Wir geben den Kursteilnehmern nicht nur das theoretische Knowhow, sondern lassen sie viele Methoden im Kurs auch selbst durchführen.
Dazu gehört noch, dass sie als Nachbereitung in Zweierteams ein kollegiales Coaching durchführen, also sich gegenseitig hospitieren, Feedback geben und ihre eigene Lehre reflektieren.
Unsere Dozenten treten bei den Fortbildungen immer als Tandem auf:
Ein Pädagoge und ein Arzt. Zu den Dozenten gehören Frau Sennekamp und ich als Pädagogen, verschiedene Ärzte, die sich für Lehre begeistern und externe Dozenten. Manche davon haben den Studiengang „Master of Medical Education (MME) absolviert.
Manche unserer Dozenten kommen aus Marburg, denn mit dem Marburger Fachbereich arbeiten wir eng zusammen und tauschen Erfahrungen und Dozenten aus.“
puls.: „Können Sie ein Beispiel für eine Methode, die schnell gelernt und umgesetzt werden kann, vorstellen?“
T. E.: „Eine Methode, die sich schnell umsetzen lässt, ist z. B. die Buzz-Group, die „Murmelgruppe“. Das heißt, dass Teilnehmer sich zu einem Thema oder eine Fragestellung zwei Minuten lang mit ihrem Nachbarn austauschen.
Erst danach werden die Ideen in der ganzen Gruppe gesammelt.
Das ist eine effektive Form der Ideensammlung, für erste Diskussionen und senkt die Hemmschwelle, sich später in der Gruppendiskussion zu beteiligen.
Eine andere Methode zur Aktivierung innerhalb einer Gruppe sind einfache Namensschilder.

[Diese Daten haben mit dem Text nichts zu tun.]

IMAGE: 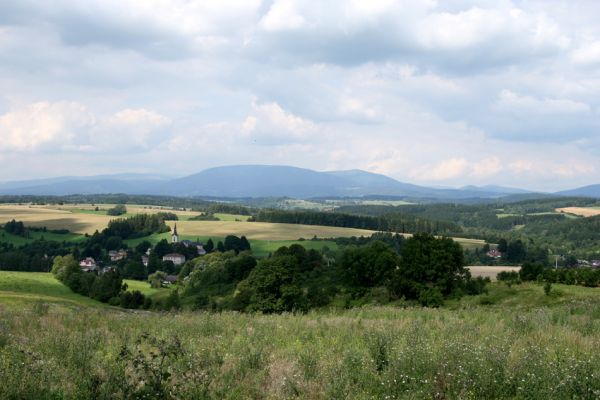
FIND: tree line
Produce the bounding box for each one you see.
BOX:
[253,210,461,235]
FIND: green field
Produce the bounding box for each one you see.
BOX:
[215,213,250,221]
[0,230,85,246]
[125,232,338,257]
[0,271,169,307]
[0,273,600,400]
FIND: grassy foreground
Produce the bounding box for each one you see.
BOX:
[0,273,600,399]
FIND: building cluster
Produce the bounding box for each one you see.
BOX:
[79,224,206,273]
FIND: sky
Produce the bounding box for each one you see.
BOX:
[0,0,600,191]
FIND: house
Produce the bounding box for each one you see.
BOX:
[171,224,179,244]
[162,275,177,286]
[485,249,502,259]
[181,239,206,256]
[99,265,117,275]
[108,249,127,262]
[163,253,185,265]
[79,257,98,272]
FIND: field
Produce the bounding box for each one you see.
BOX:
[0,271,168,308]
[556,207,600,217]
[0,274,600,399]
[0,204,484,248]
[467,265,521,281]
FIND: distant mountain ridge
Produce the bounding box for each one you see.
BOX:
[0,165,600,201]
[556,185,600,198]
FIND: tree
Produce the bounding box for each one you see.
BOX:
[498,239,508,253]
[240,256,306,313]
[152,239,173,259]
[52,254,81,282]
[204,238,215,253]
[519,263,544,281]
[389,234,470,299]
[105,236,123,250]
[338,241,400,288]
[135,240,152,254]
[123,260,148,280]
[90,271,123,303]
[506,239,527,263]
[106,204,127,216]
[148,271,167,289]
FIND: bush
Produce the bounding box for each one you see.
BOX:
[419,288,444,308]
[106,204,127,216]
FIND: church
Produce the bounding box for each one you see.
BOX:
[171,224,179,244]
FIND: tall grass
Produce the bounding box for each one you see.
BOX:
[0,296,600,399]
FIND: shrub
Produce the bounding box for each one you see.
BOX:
[419,288,444,308]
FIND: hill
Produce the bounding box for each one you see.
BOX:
[0,279,600,400]
[557,185,600,198]
[0,271,168,308]
[0,165,536,200]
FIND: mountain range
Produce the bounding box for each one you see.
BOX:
[0,165,600,201]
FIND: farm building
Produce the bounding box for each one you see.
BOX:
[108,249,127,262]
[486,249,502,258]
[171,224,179,243]
[79,257,98,272]
[181,240,206,256]
[163,253,185,265]
[162,275,177,286]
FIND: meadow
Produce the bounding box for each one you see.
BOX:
[0,275,600,399]
[0,271,169,308]
[0,204,484,256]
[556,207,600,217]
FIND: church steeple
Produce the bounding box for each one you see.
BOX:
[171,223,179,243]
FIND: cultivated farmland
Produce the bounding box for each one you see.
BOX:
[0,204,484,248]
[556,207,600,217]
[0,273,600,400]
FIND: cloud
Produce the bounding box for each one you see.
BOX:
[0,102,95,151]
[241,103,318,146]
[571,41,600,66]
[0,102,171,153]
[0,0,600,188]
[495,90,592,115]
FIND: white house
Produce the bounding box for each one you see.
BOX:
[171,224,179,243]
[163,253,185,265]
[79,257,98,272]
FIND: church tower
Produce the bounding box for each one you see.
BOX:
[171,223,179,243]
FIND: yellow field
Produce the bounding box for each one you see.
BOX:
[0,204,484,248]
[556,207,600,217]
[167,221,374,240]
[0,205,114,234]
[467,265,521,281]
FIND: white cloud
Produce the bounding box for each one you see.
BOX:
[241,103,318,145]
[0,0,600,191]
[0,102,170,152]
[0,102,95,151]
[495,90,592,115]
[259,0,305,32]
[571,41,600,66]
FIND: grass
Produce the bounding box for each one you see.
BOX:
[0,271,170,308]
[215,213,250,222]
[0,271,105,307]
[0,280,600,399]
[0,205,484,251]
[250,240,338,257]
[556,207,600,217]
[0,230,85,246]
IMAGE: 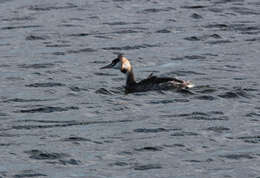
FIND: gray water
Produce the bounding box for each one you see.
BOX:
[0,0,260,178]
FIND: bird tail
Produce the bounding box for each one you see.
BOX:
[185,81,194,88]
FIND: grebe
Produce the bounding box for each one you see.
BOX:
[100,54,193,93]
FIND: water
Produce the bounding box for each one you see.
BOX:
[0,0,260,178]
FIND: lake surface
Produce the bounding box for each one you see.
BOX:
[0,0,260,178]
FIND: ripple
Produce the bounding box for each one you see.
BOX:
[135,146,163,151]
[1,25,41,30]
[16,106,79,113]
[11,119,132,130]
[140,7,175,14]
[207,126,230,133]
[184,36,201,41]
[218,88,251,99]
[25,35,47,41]
[24,150,70,160]
[220,153,255,160]
[237,135,260,144]
[18,63,55,69]
[28,3,78,11]
[156,29,171,33]
[191,13,203,19]
[134,128,170,133]
[102,44,159,50]
[134,164,162,171]
[67,48,97,54]
[3,98,51,103]
[62,136,103,144]
[181,5,208,9]
[25,82,66,87]
[13,170,47,178]
[95,88,113,95]
[195,95,216,101]
[171,131,199,137]
[109,161,128,166]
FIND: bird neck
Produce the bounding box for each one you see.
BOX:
[126,68,136,87]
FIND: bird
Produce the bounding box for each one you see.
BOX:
[100,54,194,93]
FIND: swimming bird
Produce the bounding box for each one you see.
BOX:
[100,54,193,93]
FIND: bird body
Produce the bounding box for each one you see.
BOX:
[101,54,193,92]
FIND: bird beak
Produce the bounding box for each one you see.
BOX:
[100,63,113,69]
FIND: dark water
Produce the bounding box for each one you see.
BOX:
[0,0,260,178]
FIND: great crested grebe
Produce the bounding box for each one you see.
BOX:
[100,54,193,93]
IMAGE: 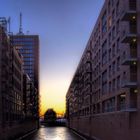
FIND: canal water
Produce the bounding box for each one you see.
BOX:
[23,126,82,140]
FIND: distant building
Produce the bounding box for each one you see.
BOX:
[44,109,56,125]
[66,0,140,140]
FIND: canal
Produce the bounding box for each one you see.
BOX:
[23,126,83,140]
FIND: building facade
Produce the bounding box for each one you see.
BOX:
[10,32,39,118]
[66,0,140,140]
[0,18,38,140]
[0,18,23,139]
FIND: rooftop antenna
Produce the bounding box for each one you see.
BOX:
[19,13,23,34]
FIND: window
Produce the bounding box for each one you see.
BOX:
[117,57,120,71]
[119,93,126,110]
[112,61,116,74]
[102,82,107,95]
[112,10,115,22]
[112,27,115,40]
[112,79,116,92]
[109,49,111,61]
[102,41,107,65]
[116,0,119,16]
[102,70,107,94]
[108,17,112,29]
[109,82,112,93]
[109,65,111,77]
[108,0,111,13]
[112,44,115,57]
[102,11,107,35]
[117,76,120,90]
[116,38,120,53]
[116,20,120,34]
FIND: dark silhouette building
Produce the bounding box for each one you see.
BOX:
[10,32,39,118]
[66,0,140,140]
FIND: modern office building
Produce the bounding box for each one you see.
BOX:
[0,18,23,140]
[10,32,39,117]
[66,0,140,140]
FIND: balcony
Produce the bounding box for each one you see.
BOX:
[121,0,137,21]
[121,73,137,88]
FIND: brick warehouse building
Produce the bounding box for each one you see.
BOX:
[66,0,140,140]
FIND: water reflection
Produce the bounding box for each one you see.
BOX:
[24,127,82,140]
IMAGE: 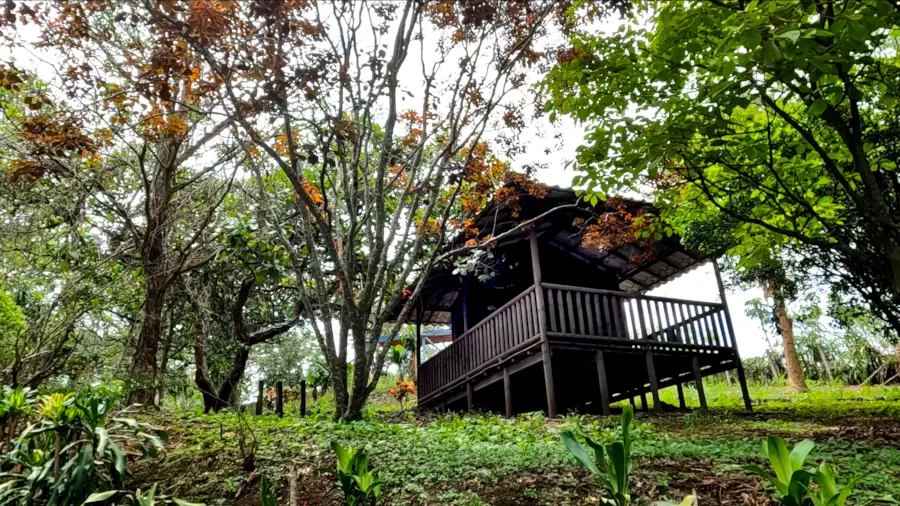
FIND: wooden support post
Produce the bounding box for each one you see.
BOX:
[647,350,662,413]
[415,302,425,386]
[735,360,753,412]
[595,351,610,416]
[712,258,753,411]
[503,367,512,418]
[462,276,469,332]
[691,357,706,409]
[528,227,556,418]
[300,380,306,416]
[275,380,284,418]
[256,380,265,415]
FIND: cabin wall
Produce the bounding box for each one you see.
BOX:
[451,239,618,339]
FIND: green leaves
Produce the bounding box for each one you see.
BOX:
[562,406,634,506]
[809,98,828,117]
[332,441,384,506]
[744,436,853,506]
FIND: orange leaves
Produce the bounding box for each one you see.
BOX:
[422,0,459,28]
[187,0,235,40]
[572,197,654,262]
[272,130,300,158]
[388,380,416,403]
[400,128,422,147]
[9,115,99,180]
[294,180,325,206]
[397,109,422,125]
[21,114,95,156]
[141,104,191,142]
[303,181,325,205]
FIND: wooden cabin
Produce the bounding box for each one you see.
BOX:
[414,188,751,416]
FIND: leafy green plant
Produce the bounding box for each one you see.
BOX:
[259,475,278,506]
[744,436,854,506]
[562,406,634,506]
[744,436,815,506]
[807,462,856,506]
[0,386,34,448]
[82,484,202,506]
[331,441,383,506]
[562,406,696,506]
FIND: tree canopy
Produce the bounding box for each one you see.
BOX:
[545,0,900,336]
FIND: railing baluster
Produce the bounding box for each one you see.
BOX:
[712,309,728,348]
[697,305,709,345]
[509,297,528,348]
[584,293,597,336]
[574,292,588,335]
[545,288,559,332]
[560,290,578,334]
[674,302,687,344]
[716,309,734,348]
[657,301,672,343]
[597,295,608,337]
[647,300,666,341]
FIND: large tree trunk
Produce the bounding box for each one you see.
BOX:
[815,343,834,381]
[766,350,781,381]
[772,287,809,392]
[131,282,166,405]
[131,141,179,405]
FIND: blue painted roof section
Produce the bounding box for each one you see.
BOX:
[378,328,452,343]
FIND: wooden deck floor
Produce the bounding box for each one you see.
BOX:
[418,284,750,415]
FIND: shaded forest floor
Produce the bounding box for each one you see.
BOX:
[134,384,900,506]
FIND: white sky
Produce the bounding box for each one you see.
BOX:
[513,119,767,357]
[5,5,767,357]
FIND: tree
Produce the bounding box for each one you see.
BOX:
[145,0,600,419]
[0,2,242,404]
[546,0,900,338]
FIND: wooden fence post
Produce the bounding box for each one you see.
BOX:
[691,357,706,409]
[528,227,556,418]
[275,380,284,418]
[300,380,306,416]
[256,380,265,415]
[595,351,610,416]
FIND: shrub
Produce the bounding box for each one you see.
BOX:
[331,441,382,506]
[562,406,696,506]
[744,436,854,506]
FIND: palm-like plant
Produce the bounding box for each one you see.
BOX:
[331,441,383,506]
[562,406,634,506]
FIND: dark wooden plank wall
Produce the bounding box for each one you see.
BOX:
[418,283,734,399]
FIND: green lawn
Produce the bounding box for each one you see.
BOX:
[136,384,900,506]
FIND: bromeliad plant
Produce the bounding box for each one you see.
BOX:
[0,391,165,506]
[0,386,35,450]
[562,406,634,506]
[744,436,854,506]
[388,380,416,409]
[331,441,383,506]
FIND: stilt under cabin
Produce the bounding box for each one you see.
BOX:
[394,188,751,416]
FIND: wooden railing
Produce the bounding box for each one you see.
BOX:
[418,286,540,399]
[543,283,734,348]
[418,283,734,402]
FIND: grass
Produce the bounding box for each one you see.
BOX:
[136,383,900,506]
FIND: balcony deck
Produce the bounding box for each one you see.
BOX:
[417,283,750,415]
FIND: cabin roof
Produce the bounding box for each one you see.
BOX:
[404,186,707,324]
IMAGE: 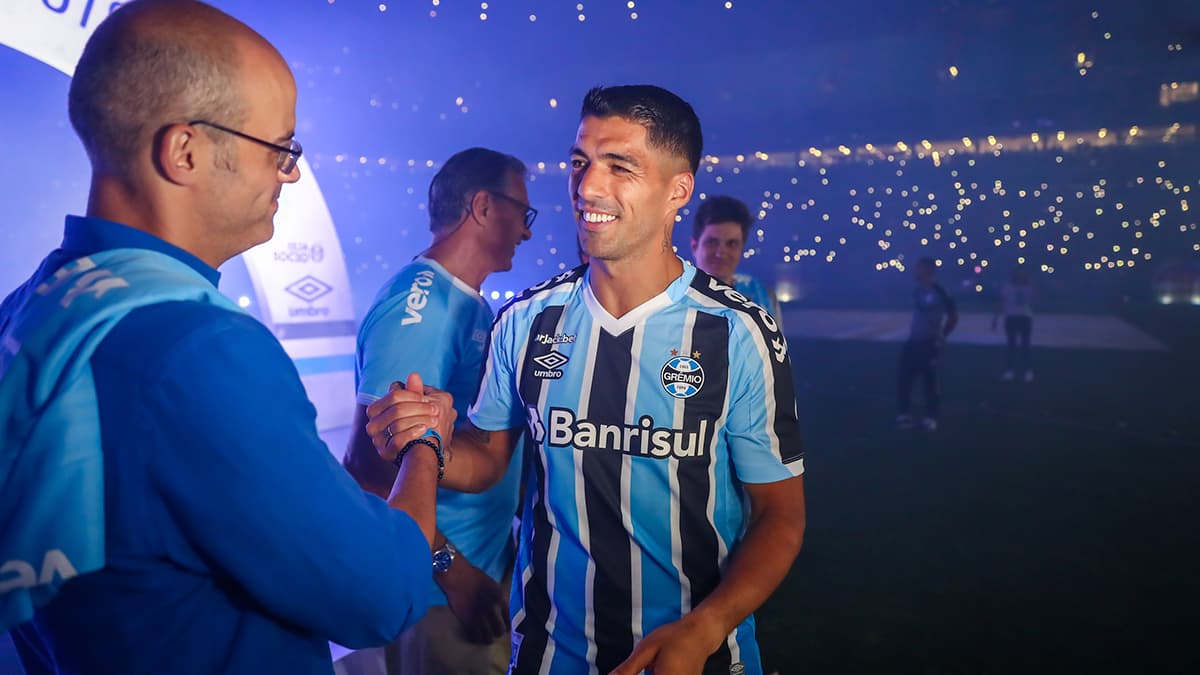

Wir benutzen in unseren Seminaren immer sehr einfache Namensschilder aus Krepp-Klebeband. Durch Namensschilder treten die Personen in einer Gruppe aus der Anonymität und bringen sich aktiver ein. Und Krepp-Namensschilder sind preiswert und schnell hergestellt. So eine Kleinigkeit führt oft schon zu besserer Gruppenarbeit.“
puls.: „Wie reagieren die Habilitanden auf diese Pflichtkurse?“
T. E.: „Habilitanden sind meist schon seit Jahren in der Lehre tätig und wirklich erfahren. Aber oft bedanken sie sich später bei uns, dass sie neue Methoden gelernt und in den Kursen dann auch erfolgreich angewendet haben.
Wir wollen ja nicht die Leute und ihre Lehre umkrempeln, sondern ihnen einfach nützliche Hilfestellungen anbieten, die sie einfach und schnell umsetzen können.
Ich freue mich immer, wenn ich später eine Mail bekomme, in der sich ein Kursteilnehmer bedankt: Er hätte etwas aus dem Kurs ausprobiert und es hat gut geklappt. Das Feedback, dass die Kursteilnehmer etwas mitgenommen haben, ist für uns sehr befriedigend.
Noch sind nicht alle Habilitanden über unsere Angebote informiert, manche sind richtig überrascht, dass sie die Kurse absolvieren müssen. Sowohl die Verpflichtung als auch die immanenten Karriere-Vorteile des Zertifikats für die Hochschullehre wollen wir in Zukunft noch besser kommunizieren.“
puls.: „Seit Kurzem bieten Sie auch Medizindidaktik-Kurse für studentische Tutoren an. Wie ist es dazu gekommen?“
T. E.: „Die Studierenden selbst sind auf uns zugekommen. Es ist ein freiwilliges Angebot, aber die Studierenden sind daran interessiert. Wir bieten es jetzt am 09./10.05.2014 schon zum 2. Mal an!
Im Moment sind noch Plätze frei, hier geht es zur Anmeldung:
„Didaktiktraining für studentische Tutoren | 9./10. Mai 2014 | Westend SP 2.04“ |
Um die Inhalte auf die Bedürfnisse der Tutoren auszurichten, haben wir sie vorher mittels Survey gefragt, was sie brauchen.
Die Fortbildung wird über Gelder finanziert, die wir von „Starker Start ins Studium“ einwerben konnten. Unsere Veranstaltungen finden auf anderen Campus statt – etwa im Westend – damit wir aus dem Klinikalltag herauskommen.“
puls. dankt Herrn Dr. Ebert für das begeisternde Interview!